Anpassung an den Amazon Marktplatz
Wenn Sie Ihre Produkte international verkaufen, müssen Sie sie an Marktplätze mit unterschiedlichen Sprachen und Kulturen anpassen. Damit Ihre Produkte für potenzielle Kunden attraktiv wirken, sollten Sie zuerst Ihre Listings lokalisieren — Titel, Bullet Points und Produktbeschreibung. Rohübersetzungen fallen Kunden sofort auf; für eine authentische Übersetzung lohnt sich die Zusammenarbeit mit Muttersprachlern oder zumindest ein muttersprachliches Lektorat von KI-Übersetzungen.
Für Ihre Werbeanzeigen und die enthaltenen Keywords gilt dasselbe: Auf lange Sicht zahlt sich die Investition in echte Lokalisierung fast immer aus, weil sie das Conversion-Potenzial deutlich steigert. Wichtig zu verstehen: Die Anzeige gewinnt nur den Klick — ob der Kunde kauft, entscheidet das Listing dahinter. Ein unsauber übersetztes Listing verbrennt daher auch das beste Werbebudget.
Werberichtlinien pro Land beachten
Werberichtlinien für Anzeigen unterscheiden sich von Marktplatz zu Marktplatz erheblich — von kompletten Kategorie-Verboten bis zu verpflichtenden Warnhinweisen — und wer sie nicht beachtet, dessen Anzeigen werden von Amazon abgelehnt. In Polen sind Werbeanzeigen für alkoholische Getränke beispielsweise komplett verboten. Auf dem deutschen Marktplatz dürfen Alkohol-Anzeigen nicht mit Sport in Verbindung gebracht werden, und in Italien müssen sie eine Aufforderung zum verantwortungsvollen Konsum enthalten. Prüfen Sie daher vor jedem Markteintritt die aktuellen Amazon-Werberichtlinien für die betroffene Produktkategorie.
Unterschiedliche CPC-Niveaus und Marktreife
Die Marktplätze unterscheiden sich deutlich in ihrem Reifegrad — und damit in den Klickpreisen. Wettbewerbsintensive Märkte wie die USA oder Großbritannien haben entsprechend hohe CPCs, weil viele Händler auf dieselben Keywords bieten.
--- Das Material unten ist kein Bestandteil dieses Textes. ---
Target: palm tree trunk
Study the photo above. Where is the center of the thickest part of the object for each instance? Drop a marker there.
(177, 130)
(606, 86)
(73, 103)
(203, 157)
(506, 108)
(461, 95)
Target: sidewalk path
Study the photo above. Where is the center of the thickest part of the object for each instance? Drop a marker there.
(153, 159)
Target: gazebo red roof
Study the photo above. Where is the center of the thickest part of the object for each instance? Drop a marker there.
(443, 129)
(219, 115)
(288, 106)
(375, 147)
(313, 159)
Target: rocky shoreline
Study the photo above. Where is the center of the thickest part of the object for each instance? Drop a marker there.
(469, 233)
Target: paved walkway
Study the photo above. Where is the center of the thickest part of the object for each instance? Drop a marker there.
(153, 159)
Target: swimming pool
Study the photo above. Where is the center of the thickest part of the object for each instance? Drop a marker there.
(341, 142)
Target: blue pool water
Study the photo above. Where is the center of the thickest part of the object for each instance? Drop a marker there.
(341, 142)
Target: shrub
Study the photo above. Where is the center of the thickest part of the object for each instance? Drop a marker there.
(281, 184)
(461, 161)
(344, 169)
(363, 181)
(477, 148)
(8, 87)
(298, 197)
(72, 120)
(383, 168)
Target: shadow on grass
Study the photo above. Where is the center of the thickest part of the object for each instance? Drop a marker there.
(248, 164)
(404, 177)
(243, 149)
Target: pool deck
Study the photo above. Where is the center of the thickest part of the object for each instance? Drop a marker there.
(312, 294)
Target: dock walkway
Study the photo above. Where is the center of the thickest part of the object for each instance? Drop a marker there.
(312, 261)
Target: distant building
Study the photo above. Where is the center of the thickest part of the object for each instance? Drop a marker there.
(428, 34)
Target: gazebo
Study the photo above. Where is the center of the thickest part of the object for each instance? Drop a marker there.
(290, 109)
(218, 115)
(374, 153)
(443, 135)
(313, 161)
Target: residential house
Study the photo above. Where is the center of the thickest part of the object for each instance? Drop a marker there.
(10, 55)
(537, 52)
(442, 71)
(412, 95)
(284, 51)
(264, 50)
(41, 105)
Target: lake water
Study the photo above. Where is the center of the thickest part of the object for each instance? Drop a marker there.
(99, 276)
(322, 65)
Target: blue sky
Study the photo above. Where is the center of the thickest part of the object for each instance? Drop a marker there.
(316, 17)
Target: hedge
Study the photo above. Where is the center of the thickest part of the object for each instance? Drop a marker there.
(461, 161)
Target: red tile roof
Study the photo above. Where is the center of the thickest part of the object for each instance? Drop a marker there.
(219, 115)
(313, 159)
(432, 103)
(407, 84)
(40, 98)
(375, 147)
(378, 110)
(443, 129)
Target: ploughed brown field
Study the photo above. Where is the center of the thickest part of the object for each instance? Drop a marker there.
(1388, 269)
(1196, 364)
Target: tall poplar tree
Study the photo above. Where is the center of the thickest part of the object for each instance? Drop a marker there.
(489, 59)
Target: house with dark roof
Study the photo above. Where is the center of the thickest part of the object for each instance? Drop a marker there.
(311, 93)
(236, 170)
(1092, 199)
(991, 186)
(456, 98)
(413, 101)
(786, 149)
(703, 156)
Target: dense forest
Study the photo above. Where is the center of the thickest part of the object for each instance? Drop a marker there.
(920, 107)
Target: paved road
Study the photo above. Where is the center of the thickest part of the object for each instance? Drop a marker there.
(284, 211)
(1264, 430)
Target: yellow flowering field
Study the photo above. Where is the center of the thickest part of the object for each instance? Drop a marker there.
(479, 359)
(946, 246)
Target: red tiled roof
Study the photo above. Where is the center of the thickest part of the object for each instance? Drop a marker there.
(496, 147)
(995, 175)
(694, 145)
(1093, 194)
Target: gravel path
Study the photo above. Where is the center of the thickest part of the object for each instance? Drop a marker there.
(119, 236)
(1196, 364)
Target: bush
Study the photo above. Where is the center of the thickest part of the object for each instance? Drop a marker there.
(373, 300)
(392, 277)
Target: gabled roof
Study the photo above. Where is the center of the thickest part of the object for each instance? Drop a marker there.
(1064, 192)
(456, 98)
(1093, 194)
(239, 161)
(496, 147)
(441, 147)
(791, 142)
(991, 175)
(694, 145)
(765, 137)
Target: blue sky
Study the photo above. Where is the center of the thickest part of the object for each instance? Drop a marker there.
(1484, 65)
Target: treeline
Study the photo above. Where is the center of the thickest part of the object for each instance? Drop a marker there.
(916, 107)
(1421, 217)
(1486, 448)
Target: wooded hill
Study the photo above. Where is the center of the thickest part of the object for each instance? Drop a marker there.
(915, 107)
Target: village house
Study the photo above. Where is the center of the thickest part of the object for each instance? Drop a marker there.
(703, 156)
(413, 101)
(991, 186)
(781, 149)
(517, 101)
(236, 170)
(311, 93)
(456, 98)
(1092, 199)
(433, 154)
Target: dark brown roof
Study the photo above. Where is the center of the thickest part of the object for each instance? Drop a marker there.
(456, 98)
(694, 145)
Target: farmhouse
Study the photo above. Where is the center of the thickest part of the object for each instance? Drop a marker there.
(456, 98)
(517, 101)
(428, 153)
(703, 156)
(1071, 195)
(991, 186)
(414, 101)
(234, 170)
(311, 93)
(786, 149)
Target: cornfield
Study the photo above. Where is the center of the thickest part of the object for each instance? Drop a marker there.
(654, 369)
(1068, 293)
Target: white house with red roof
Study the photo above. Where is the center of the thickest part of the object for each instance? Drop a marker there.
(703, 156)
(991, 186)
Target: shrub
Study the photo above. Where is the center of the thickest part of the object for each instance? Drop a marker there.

Kleinere Märkte wie Polen, Schweden oder die Niederlande sind weniger umkämpft und günstiger, bieten dafür aber auch geringere Reichweiten. Ein Gebot, das in Deutschland zuverlässig Impressionen bringt, kann in den USA schlicht untergehen.
Die Konsequenz: Eine 1:1-Übertragung von Budget- und Gebotslogik funktioniert nicht. Kalkulieren Sie Budget und Zielwerte pro Markt individuell und planen Sie in der Anlaufphase einen höheren ACoS ein — neue Kampagnen brauchen erst Daten, bevor sie effizient optimiert werden können.
Amazon Keywords
Die passenden Amazon Keywords sind essenziell für eine erfolgreiche Werbekampagne. Bei der Übertragung Ihrer Kampagnen auf weitere Marktplätze sollten Sie Keywords nicht 1:1 aus der Ursprungssprache übersetzen — denn Kunden suchen nicht nach Wörterbuch-Begriffen, sondern nach dem, was im Land tatsächlich gesagt wird.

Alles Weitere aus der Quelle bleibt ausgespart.